Por está razón es que mis caminatas por la ciudad
se han tornado habituales, y mi relación con los vagabundos del
barrio, más cercana. Tal es así que en más de una ocasión me senté a conversar con uno que vive a pocas cuadras de mi casa. Me
senté a su lado y me dijo “sos bienvenido” mientras sonreía con
sarcasmo. La conversación se dio naturalmente. Luego de hablar del
frío y de la agresión de la gente en la calle le pregunté su
nombre:
- Si te digo mi nombre, no me lo vas a creer - me
dijo con seguridad.
- Vos decime tu nombre y después yo te digo si te
creo o no.
- Yo soy Magoya. El mismísimo. El único.
Sabía que luego de enunciar su nombre seguía una
explicación minuciosamente guionada, por lo que permanecí callado
para darle lugar.
- Todo lo que la gente no quería hacer lo solía
hacer yo. Cobraba platos rotos, escuchaba secretos que prefería
olvidar, hacía trámites eternos y tantas otras cosas. Tuve una
época de demasiado trabajo, haciéndome cargo de cosas que no me
correspondían. La gente dejaba todo en mis manos y si yo no lo
hacía no había nadie para hacerse cargo. Era una especie de súper
héroe que nadie sabe de su existencia. Cada vez era más grande la
demanda. La gente se percataba de que si ellos dejaban pendientes
sin hacer, de algún modo se resolvían, y esa actitud comenzó a
expandirse hasta volverse epidémica. Lo que ellos no sabían era
que Magoya no podía hacerse cargo de absolutamente todo, y acá
terminé, hermano, exhausto y sobrepasado.

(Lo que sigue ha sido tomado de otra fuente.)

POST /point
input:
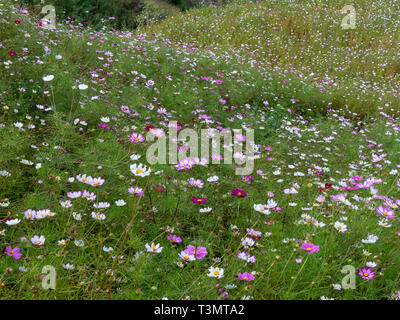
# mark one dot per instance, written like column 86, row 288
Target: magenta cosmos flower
column 199, row 252
column 246, row 276
column 239, row 193
column 310, row 248
column 174, row 238
column 136, row 137
column 386, row 212
column 15, row 253
column 366, row 273
column 199, row 200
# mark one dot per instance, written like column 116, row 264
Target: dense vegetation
column 77, row 192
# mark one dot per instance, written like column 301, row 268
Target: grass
column 316, row 135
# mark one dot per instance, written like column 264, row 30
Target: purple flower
column 174, row 238
column 310, row 248
column 366, row 273
column 199, row 200
column 385, row 212
column 199, row 252
column 15, row 253
column 246, row 276
column 239, row 193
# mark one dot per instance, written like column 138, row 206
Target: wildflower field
column 86, row 212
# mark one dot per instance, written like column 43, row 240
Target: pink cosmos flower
column 366, row 273
column 385, row 212
column 239, row 193
column 310, row 248
column 136, row 137
column 15, row 253
column 199, row 252
column 174, row 238
column 185, row 164
column 246, row 276
column 199, row 200
column 135, row 191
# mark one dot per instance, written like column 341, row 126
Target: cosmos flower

- ¿Y hoy quién se ocupa?- le pregunté a Magoya
totalmente inmerso en la conversación.
-Nadie, hermano. Hoy no se ocupa nadie. Por eso las
cosas están como están.
Me quedé sentado al lado de Magoya, como esperando
que alguien me dijera con certeza cuánta verdad había en sus
palabras. Al cabo de algunos largos segundos me di cuenta que nadie
me daría la respuesta. El hombre notó mi confusión y se acercó
con tranquilidad de sabio. Pude oler ese aroma de días sin aseo
que tan poco conocemos en la ciudad. Los autos pasaban tocando
bocinas, ignorando el momento trascendental que acontecía frente a
sus narices. Mientras colocaba su mano sobre mi hombro, el
vagabundo me miró fijo a los ojos y me dijo: “Yo no sabía que
era Magoya hasta que un día me di cuenta. Que no te pase lo mismo
que a mí, hermano”
Ahí nomás comprendí
algunas cosas. Ciertas cuestiones que resonaban hacía tiempo de
golpe tomaron forma. Magoya escuchaba la AM con un ojo puesto en mí,
conciente de las realizaciones que me sucedían y sonriéndose con
orgullo. Me ofreció su último cigarrillo y se lo negué con la
cabeza. Tomó una petaca de ron casi vacía y me ofreció eso.
También la negué. El me miró consternado, como si rechazar un
sorbo de alcohol fuera un sacrilegio.
- A veces es más difícil hacerse cargo de uno
mismo que de los otros – le devolví mientras me paraba y comenzaba a emprender la retirada.
Ahora fue Magoya el que inició su propia
introspección. Lo saludé dándole fuerte la mano, pero él apenas
registró el saludo. Permaneció con la mirada perdida, pensando
intensamente en algo. En unos días volveré a pasar por la misma
esquina. Espero no encontrarme con Magoya.